How does one define an adventure? I could easily look it up in a dictionary or on Google and get a very broad and dry sounding definition that would tell me what I was asking, or I could think about what it means to me. What do I get out of the adventures I take, what drives me to go on them, and when it gets hard, why do I continue when I could just stop? None of those questions are answered easily, and the answers for me will likely be different than yours. But what matters is that you listen to the truth in yours and let it lead you onward.
When I began planning what would become my Pan American Highway trip, it started as a short bike ride across Canada west to east. But early on I realized that I probably shouldn’t stop there. A disproportionate number of my friends are Colombian, so after cycling Canada, I had the thought that I should just turn south and head to Colombia. And basically only moments after that thought fired across my neurons, the following one popped into my brain: If I’m already going to bike to Colombia, I might as well just do the whole Pan Am.
I couldn’t argue with that logic. So what could have been just a summer jaunt turned into a multi-year abrupt change to my lifestyle.
Each section of my trip had its own unique flavor that was ever-evolving to match the region I was in, and my experiences along the way built on top of one another like a layer cake, each adding to the richness of the whole while being distinct in its own right. I remember looking out the plane window at the vast Alaskan wilderness, seemingly untouched by humans thinking, “What have I gotten myself into? Can I really do this? Well … I guess I’m really doing this.”

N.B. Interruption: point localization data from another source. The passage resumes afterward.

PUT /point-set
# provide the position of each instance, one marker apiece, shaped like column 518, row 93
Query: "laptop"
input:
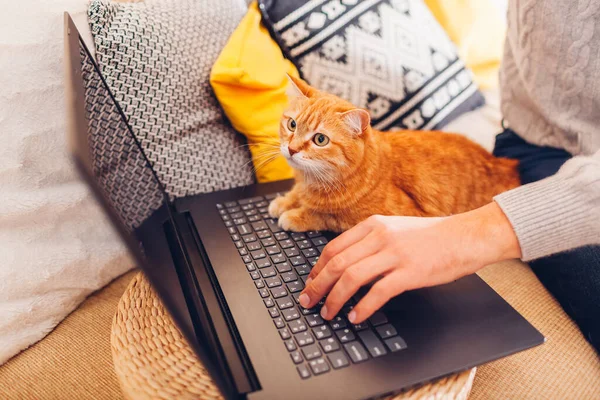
column 230, row 277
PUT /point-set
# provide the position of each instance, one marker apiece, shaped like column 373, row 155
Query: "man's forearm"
column 558, row 213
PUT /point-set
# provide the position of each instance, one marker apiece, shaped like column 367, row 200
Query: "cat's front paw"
column 278, row 206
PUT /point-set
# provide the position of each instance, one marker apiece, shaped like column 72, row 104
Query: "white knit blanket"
column 55, row 245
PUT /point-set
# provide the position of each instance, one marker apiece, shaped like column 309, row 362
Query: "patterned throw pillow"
column 388, row 56
column 156, row 57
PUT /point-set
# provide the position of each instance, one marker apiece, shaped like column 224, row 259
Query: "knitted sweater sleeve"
column 559, row 213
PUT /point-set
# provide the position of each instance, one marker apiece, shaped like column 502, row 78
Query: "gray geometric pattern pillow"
column 156, row 57
column 118, row 164
column 388, row 56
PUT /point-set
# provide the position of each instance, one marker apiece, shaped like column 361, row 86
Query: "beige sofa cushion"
column 74, row 361
column 565, row 367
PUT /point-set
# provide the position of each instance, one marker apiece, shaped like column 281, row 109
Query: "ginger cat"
column 347, row 171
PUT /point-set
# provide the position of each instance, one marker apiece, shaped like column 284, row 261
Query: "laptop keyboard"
column 279, row 263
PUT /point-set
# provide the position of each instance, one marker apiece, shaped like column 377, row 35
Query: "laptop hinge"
column 212, row 319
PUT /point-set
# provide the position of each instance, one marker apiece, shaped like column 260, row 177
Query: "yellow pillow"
column 249, row 79
column 478, row 30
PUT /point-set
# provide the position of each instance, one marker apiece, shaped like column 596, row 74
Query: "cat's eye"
column 320, row 139
column 291, row 125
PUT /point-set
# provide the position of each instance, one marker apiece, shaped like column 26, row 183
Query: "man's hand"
column 405, row 253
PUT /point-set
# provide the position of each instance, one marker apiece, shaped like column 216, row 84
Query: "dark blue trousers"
column 572, row 277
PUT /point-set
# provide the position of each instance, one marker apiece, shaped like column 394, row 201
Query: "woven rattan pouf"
column 153, row 361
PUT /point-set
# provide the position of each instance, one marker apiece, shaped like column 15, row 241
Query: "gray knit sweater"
column 550, row 81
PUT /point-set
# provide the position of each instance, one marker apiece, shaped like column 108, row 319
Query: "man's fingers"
column 351, row 281
column 324, row 281
column 381, row 292
column 339, row 244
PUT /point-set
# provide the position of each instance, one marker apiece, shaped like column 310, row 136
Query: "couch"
column 74, row 361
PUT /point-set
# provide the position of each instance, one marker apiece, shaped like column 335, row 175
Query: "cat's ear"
column 358, row 120
column 298, row 88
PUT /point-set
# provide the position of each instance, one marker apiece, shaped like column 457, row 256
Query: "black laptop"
column 230, row 277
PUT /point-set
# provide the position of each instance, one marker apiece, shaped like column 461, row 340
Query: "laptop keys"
column 311, row 352
column 298, row 260
column 338, row 360
column 244, row 229
column 253, row 246
column 372, row 343
column 345, row 335
column 284, row 303
column 296, row 357
column 304, row 339
column 298, row 236
column 303, row 244
column 272, row 282
column 285, row 333
column 263, row 234
column 291, row 314
column 328, row 345
column 263, row 263
column 297, row 326
column 268, row 242
column 294, row 287
column 303, row 371
column 273, row 227
column 281, row 236
column 386, row 331
column 278, row 292
column 322, row 332
column 258, row 254
column 356, row 351
column 310, row 252
column 274, row 312
column 303, row 269
column 286, row 243
column 279, row 262
column 292, row 252
column 314, row 320
column 318, row 366
column 269, row 302
column 278, row 258
column 290, row 345
column 378, row 318
column 288, row 276
column 338, row 323
column 360, row 327
column 395, row 343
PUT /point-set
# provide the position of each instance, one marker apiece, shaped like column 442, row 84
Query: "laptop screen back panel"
column 115, row 167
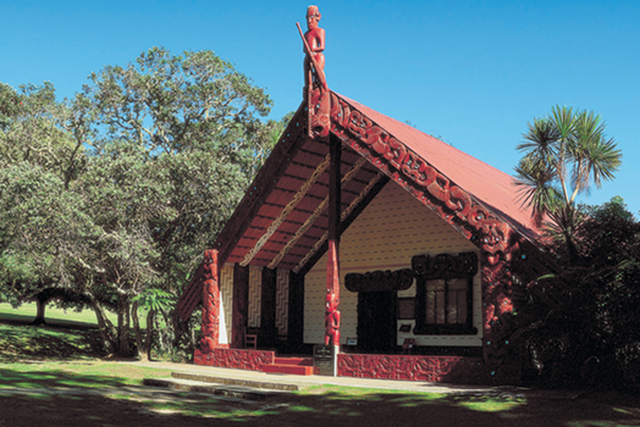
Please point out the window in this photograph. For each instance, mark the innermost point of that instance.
(444, 303)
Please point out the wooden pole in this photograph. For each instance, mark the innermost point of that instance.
(332, 315)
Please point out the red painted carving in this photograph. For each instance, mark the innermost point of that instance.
(251, 360)
(493, 236)
(210, 302)
(316, 91)
(332, 315)
(408, 368)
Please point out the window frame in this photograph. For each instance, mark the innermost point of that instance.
(444, 267)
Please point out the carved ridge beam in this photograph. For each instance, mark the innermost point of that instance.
(314, 216)
(286, 211)
(419, 178)
(318, 245)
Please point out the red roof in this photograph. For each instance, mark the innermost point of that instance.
(488, 185)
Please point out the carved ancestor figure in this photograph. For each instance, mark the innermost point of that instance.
(332, 320)
(316, 91)
(314, 59)
(210, 302)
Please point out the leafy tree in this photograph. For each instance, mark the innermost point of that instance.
(564, 155)
(45, 237)
(177, 139)
(581, 326)
(113, 196)
(43, 233)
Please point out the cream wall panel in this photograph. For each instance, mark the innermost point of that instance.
(389, 232)
(255, 297)
(226, 311)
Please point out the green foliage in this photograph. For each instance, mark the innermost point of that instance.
(116, 193)
(564, 154)
(581, 326)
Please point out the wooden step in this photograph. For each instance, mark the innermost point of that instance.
(278, 368)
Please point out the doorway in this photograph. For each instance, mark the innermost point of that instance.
(377, 321)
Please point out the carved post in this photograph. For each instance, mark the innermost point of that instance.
(332, 315)
(316, 91)
(210, 303)
(498, 245)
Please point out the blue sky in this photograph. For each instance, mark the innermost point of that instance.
(472, 73)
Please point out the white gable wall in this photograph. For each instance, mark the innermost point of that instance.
(387, 234)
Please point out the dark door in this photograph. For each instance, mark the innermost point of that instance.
(377, 321)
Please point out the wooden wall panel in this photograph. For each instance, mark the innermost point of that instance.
(226, 291)
(282, 302)
(391, 230)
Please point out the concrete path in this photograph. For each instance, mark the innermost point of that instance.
(314, 380)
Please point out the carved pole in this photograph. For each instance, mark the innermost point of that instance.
(210, 303)
(332, 315)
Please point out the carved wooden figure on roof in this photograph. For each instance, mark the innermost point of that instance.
(316, 91)
(314, 59)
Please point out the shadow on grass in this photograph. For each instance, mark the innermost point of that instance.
(31, 397)
(28, 342)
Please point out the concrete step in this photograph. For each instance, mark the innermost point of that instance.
(302, 361)
(221, 390)
(239, 382)
(278, 368)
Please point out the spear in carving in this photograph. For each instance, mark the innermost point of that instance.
(319, 71)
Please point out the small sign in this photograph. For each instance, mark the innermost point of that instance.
(324, 359)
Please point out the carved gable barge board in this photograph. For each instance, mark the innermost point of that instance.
(302, 229)
(303, 268)
(302, 191)
(418, 177)
(262, 184)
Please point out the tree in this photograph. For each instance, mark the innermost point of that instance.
(581, 326)
(564, 155)
(43, 231)
(128, 183)
(177, 138)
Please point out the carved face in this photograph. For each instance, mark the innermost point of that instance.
(332, 302)
(313, 16)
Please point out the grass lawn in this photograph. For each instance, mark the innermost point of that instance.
(27, 313)
(49, 376)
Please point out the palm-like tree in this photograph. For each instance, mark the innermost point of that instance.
(564, 155)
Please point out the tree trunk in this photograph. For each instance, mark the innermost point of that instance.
(124, 346)
(140, 344)
(104, 325)
(41, 304)
(149, 341)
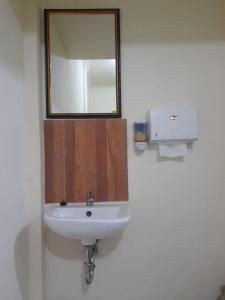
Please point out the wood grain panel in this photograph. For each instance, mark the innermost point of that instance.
(85, 155)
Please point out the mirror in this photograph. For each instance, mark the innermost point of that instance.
(82, 63)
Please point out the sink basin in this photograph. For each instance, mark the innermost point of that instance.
(77, 221)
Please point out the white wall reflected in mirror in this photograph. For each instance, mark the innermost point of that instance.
(83, 64)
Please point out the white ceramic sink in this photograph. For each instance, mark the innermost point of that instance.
(77, 221)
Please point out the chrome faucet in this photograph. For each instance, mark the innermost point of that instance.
(90, 199)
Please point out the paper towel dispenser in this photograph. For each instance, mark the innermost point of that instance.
(172, 125)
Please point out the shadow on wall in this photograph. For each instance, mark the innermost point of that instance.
(72, 249)
(21, 255)
(162, 21)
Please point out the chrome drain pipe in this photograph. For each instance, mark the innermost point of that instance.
(89, 263)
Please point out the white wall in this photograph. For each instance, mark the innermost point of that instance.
(20, 190)
(101, 99)
(173, 53)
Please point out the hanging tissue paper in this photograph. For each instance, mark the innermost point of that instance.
(172, 150)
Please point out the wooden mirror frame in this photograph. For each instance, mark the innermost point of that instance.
(49, 114)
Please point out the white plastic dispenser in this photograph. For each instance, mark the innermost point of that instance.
(172, 130)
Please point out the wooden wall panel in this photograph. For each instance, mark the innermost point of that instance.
(85, 155)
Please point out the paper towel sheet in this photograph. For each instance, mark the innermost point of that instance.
(173, 150)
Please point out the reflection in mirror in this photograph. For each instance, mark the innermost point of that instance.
(82, 56)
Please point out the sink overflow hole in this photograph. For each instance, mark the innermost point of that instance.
(88, 213)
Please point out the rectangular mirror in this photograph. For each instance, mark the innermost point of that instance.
(82, 63)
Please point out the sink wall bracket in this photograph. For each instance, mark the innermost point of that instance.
(89, 263)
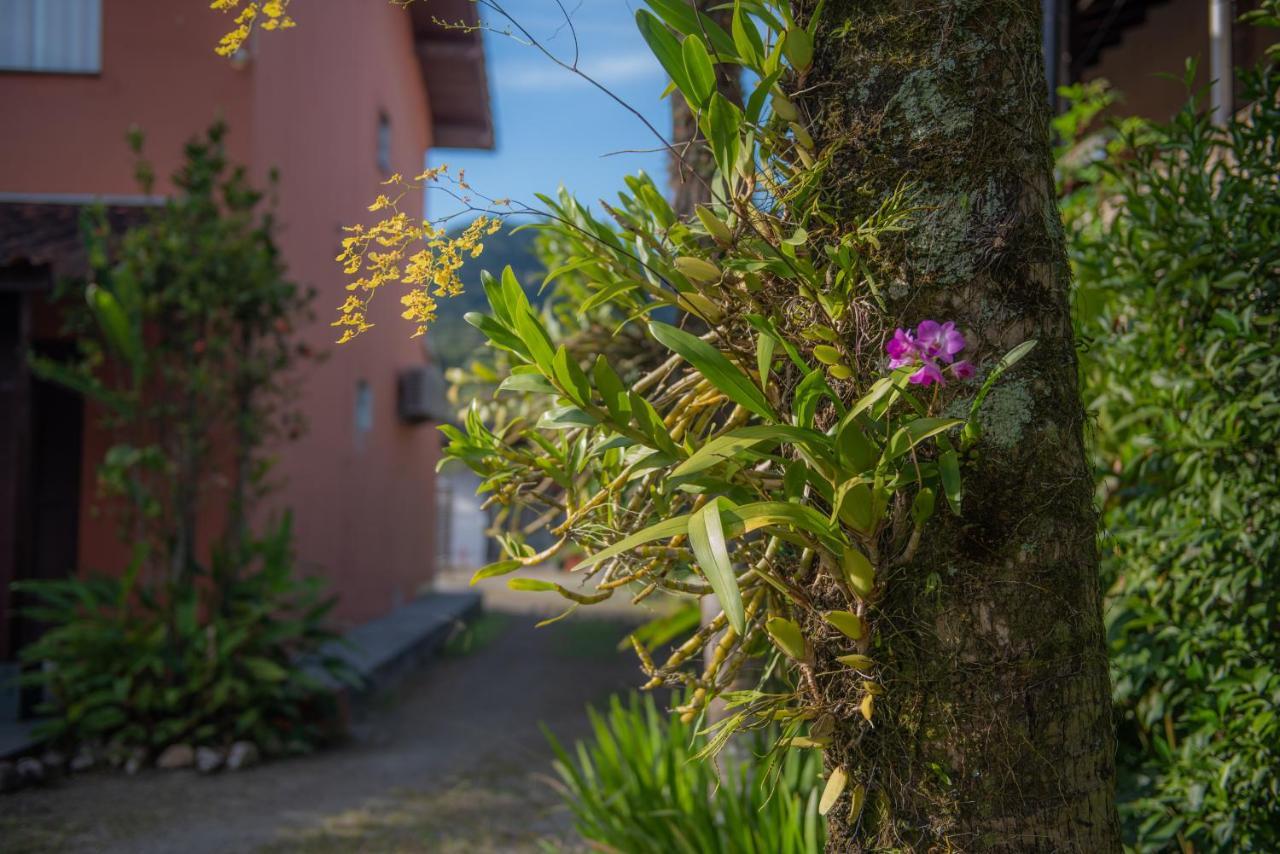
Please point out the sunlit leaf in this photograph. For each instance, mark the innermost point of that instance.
(707, 540)
(718, 370)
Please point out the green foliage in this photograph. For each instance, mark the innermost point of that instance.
(123, 663)
(184, 337)
(638, 786)
(1179, 275)
(184, 332)
(456, 343)
(754, 450)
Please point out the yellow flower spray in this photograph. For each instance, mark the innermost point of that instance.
(268, 14)
(384, 252)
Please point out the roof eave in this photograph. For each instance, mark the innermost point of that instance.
(451, 56)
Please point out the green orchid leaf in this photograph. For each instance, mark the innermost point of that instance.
(718, 370)
(707, 540)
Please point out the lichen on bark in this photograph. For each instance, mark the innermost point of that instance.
(995, 730)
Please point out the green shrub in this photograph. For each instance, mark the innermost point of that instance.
(123, 663)
(636, 788)
(1179, 275)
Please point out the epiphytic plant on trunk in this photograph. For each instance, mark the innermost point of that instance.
(950, 665)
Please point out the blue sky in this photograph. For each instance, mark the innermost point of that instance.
(554, 128)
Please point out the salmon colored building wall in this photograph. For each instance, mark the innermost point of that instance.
(307, 101)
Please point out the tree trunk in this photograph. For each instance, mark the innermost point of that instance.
(995, 730)
(693, 169)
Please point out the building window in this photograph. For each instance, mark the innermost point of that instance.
(364, 411)
(384, 144)
(51, 36)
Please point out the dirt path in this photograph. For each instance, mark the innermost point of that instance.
(455, 762)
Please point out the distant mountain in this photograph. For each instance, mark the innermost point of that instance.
(453, 339)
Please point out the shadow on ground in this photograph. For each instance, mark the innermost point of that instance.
(451, 762)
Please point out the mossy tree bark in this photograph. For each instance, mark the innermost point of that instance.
(995, 729)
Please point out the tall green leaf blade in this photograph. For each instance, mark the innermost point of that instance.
(681, 17)
(949, 469)
(666, 529)
(1010, 359)
(718, 370)
(707, 539)
(699, 69)
(664, 48)
(917, 432)
(726, 447)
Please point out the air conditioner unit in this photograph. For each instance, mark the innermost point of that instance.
(421, 396)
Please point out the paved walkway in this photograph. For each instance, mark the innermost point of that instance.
(455, 762)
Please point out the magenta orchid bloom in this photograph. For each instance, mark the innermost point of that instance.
(932, 342)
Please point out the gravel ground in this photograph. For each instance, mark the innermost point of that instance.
(452, 762)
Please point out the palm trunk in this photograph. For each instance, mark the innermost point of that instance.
(995, 730)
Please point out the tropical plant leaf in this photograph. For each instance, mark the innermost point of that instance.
(718, 370)
(707, 540)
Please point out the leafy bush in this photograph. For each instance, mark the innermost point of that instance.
(638, 788)
(1179, 273)
(126, 663)
(184, 339)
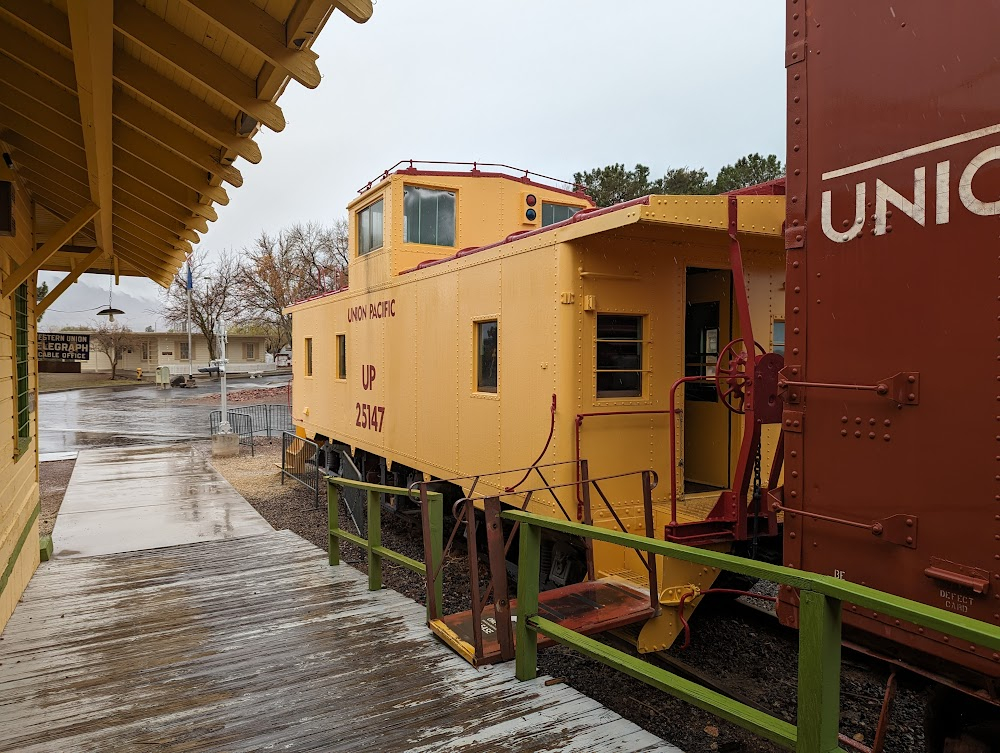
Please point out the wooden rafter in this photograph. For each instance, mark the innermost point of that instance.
(56, 241)
(262, 33)
(180, 51)
(81, 266)
(91, 25)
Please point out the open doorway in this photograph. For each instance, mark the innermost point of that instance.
(708, 327)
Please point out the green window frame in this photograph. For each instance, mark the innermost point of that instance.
(428, 216)
(371, 223)
(553, 213)
(22, 403)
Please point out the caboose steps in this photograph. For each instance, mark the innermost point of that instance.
(588, 608)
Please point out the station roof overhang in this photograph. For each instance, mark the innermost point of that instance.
(123, 119)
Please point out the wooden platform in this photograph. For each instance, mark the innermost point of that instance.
(588, 608)
(255, 644)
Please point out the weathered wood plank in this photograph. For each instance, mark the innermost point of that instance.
(255, 643)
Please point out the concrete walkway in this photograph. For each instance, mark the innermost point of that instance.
(125, 499)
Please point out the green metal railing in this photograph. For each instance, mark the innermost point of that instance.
(433, 518)
(821, 598)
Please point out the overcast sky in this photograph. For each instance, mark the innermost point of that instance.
(554, 86)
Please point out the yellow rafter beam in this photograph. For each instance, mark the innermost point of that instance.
(177, 49)
(91, 25)
(81, 266)
(259, 30)
(56, 241)
(192, 174)
(213, 125)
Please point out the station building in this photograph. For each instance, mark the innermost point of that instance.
(120, 124)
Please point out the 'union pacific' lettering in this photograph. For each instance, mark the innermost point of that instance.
(379, 310)
(887, 197)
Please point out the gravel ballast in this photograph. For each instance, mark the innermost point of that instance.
(744, 650)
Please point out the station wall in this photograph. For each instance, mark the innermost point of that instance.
(19, 551)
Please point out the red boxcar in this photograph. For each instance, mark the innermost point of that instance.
(892, 361)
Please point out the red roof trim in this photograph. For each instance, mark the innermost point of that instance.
(584, 214)
(481, 174)
(316, 297)
(770, 188)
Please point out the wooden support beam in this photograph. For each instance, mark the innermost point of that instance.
(256, 28)
(179, 103)
(170, 162)
(47, 163)
(27, 48)
(179, 140)
(177, 49)
(23, 136)
(144, 192)
(162, 178)
(158, 223)
(150, 235)
(56, 241)
(24, 114)
(81, 266)
(91, 25)
(358, 11)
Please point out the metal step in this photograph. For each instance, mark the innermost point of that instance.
(590, 607)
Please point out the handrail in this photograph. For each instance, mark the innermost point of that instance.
(820, 603)
(433, 514)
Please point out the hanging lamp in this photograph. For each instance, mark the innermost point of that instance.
(110, 311)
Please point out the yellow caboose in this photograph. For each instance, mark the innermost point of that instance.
(493, 322)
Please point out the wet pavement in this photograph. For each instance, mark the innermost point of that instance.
(126, 416)
(125, 499)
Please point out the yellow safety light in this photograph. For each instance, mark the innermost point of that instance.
(529, 209)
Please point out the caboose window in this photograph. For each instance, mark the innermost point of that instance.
(428, 216)
(778, 336)
(553, 213)
(486, 356)
(341, 356)
(619, 355)
(370, 223)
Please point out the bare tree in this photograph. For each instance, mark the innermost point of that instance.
(113, 340)
(278, 270)
(213, 297)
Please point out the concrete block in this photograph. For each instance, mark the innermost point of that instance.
(225, 445)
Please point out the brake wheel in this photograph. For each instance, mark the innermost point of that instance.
(732, 375)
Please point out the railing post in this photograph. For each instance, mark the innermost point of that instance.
(526, 646)
(818, 719)
(498, 573)
(588, 518)
(333, 522)
(374, 541)
(654, 580)
(432, 520)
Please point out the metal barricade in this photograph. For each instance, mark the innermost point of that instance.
(240, 423)
(354, 498)
(300, 461)
(279, 419)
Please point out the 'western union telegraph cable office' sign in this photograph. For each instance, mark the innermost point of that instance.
(61, 346)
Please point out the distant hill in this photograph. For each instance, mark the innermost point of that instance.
(139, 299)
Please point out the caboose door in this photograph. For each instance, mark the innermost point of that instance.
(707, 424)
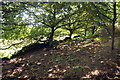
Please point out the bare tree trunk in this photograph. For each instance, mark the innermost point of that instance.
(113, 24)
(51, 36)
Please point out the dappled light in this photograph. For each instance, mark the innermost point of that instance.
(57, 40)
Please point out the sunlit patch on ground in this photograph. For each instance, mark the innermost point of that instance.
(92, 62)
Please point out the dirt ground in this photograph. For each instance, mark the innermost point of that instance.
(71, 61)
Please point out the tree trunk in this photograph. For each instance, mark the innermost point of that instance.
(70, 35)
(85, 32)
(93, 30)
(51, 37)
(113, 24)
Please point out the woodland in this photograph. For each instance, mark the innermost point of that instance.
(60, 40)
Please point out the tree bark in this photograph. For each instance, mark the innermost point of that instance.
(85, 33)
(51, 36)
(113, 24)
(70, 35)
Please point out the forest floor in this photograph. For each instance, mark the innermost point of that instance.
(78, 60)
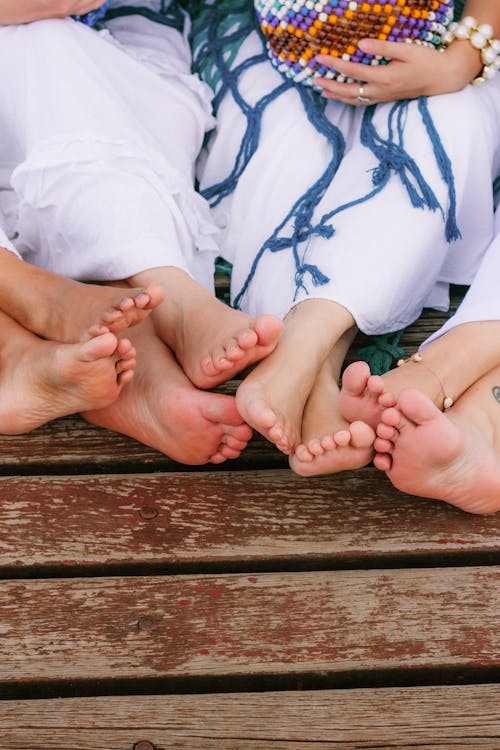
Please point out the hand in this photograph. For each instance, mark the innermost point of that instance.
(414, 71)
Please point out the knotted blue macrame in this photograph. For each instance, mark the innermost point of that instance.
(219, 30)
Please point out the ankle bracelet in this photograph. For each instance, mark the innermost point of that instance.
(417, 357)
(480, 36)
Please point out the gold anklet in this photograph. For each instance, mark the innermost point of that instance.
(417, 357)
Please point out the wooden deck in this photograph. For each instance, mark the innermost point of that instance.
(145, 605)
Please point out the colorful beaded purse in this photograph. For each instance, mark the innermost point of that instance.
(298, 30)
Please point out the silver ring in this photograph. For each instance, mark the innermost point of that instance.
(361, 98)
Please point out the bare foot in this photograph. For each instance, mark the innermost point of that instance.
(273, 397)
(349, 448)
(444, 457)
(41, 380)
(161, 408)
(364, 396)
(63, 310)
(211, 341)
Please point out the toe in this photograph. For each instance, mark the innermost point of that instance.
(386, 432)
(382, 461)
(355, 378)
(303, 454)
(342, 438)
(383, 446)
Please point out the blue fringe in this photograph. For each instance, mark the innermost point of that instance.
(218, 32)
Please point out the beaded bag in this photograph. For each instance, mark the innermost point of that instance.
(298, 30)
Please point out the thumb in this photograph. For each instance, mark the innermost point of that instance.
(392, 50)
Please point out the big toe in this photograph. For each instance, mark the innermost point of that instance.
(355, 378)
(268, 329)
(416, 406)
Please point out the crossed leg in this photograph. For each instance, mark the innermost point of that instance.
(329, 443)
(42, 380)
(273, 397)
(163, 409)
(211, 341)
(444, 370)
(63, 310)
(454, 456)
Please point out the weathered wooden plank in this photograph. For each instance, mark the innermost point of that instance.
(270, 624)
(228, 517)
(458, 717)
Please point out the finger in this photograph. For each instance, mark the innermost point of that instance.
(342, 92)
(356, 71)
(390, 50)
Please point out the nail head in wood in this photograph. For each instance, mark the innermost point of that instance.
(148, 512)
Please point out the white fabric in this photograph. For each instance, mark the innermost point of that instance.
(103, 130)
(482, 301)
(387, 260)
(6, 243)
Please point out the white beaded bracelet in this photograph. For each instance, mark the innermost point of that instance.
(481, 38)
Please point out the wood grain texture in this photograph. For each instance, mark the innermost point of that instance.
(210, 517)
(458, 717)
(233, 625)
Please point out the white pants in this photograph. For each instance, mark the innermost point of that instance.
(387, 259)
(101, 132)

Two and a half years later, I was flying home to Minneapolis from Ushuaia, looking out at the flat, snow-covered land that is southern Minnesota in January thinking those same thoughts but for different reasons. In between those instances, I had become someone different than I was before; how could I go back to a stationary life in a place bereft of mountains? To do that will take the same love, support, and advice that helped turn the daunting greatness of Alaska into something manageable.
Early on in my trip, I would meet cyclists heading north on the Alaska Highway, marveling at the knowledge that they were nearing the end of their travels whereas I was only a fraction of the way in. The distance I had laid out ahead of me seemed insurmountable when looked at as a whole, and the only way to make sense of it was to break it down into smaller pieces that could be checked off in days or a week at most.
Fast forward two years to when I was in Patagonia, now the old, grizzled veteran of the trail, still meeting people heading north, but now I was the one sharing stories from far off lands that these people could only dream about and look forward to. The awe I once felt was painted on their faces and bestowed in the reverence with which they treated me.
So back to my original question: how does one define adventure?
I would get asked by many people what the scariest/worst thing to happen on my trip was. Which is a question you should never ask anyone, let alone women as most of us have a similar answer. But what they were really asking for was an entertaining story or a story where something went wrong, where you had to fend for yourself to get out of it. So the clouds of mosquitoes on the Dalton Highway, or the time in Mexico I was trying to get up and over a mountain but ran out of water and had to drink my own pee, or any number of other things that happened along the way probably fit the dictionary definition of adventure.
For me, what defines adventure is not what we encounter along the way but how we grow and change as a person from what we experience. So while I love the mountains and glaciers and the remote forests I saw throughout my travels, those are not the first thoughts I have when looking back at my life for the past two and a half years. Before I started on the Pan American Highway, my answer would have been simply to see those things, but now my first thoughts are of the people I met along the way and what I learned from them and their life experiences, from their unique perspectives.
I dare you to find what really drives you to push on when faced with challenges, more than just the drive to succeed. Discover what fuels the passion to go out and find your limits and then break through them. What drives you today may not be the same as tomorrow, but what is important is that you know the why.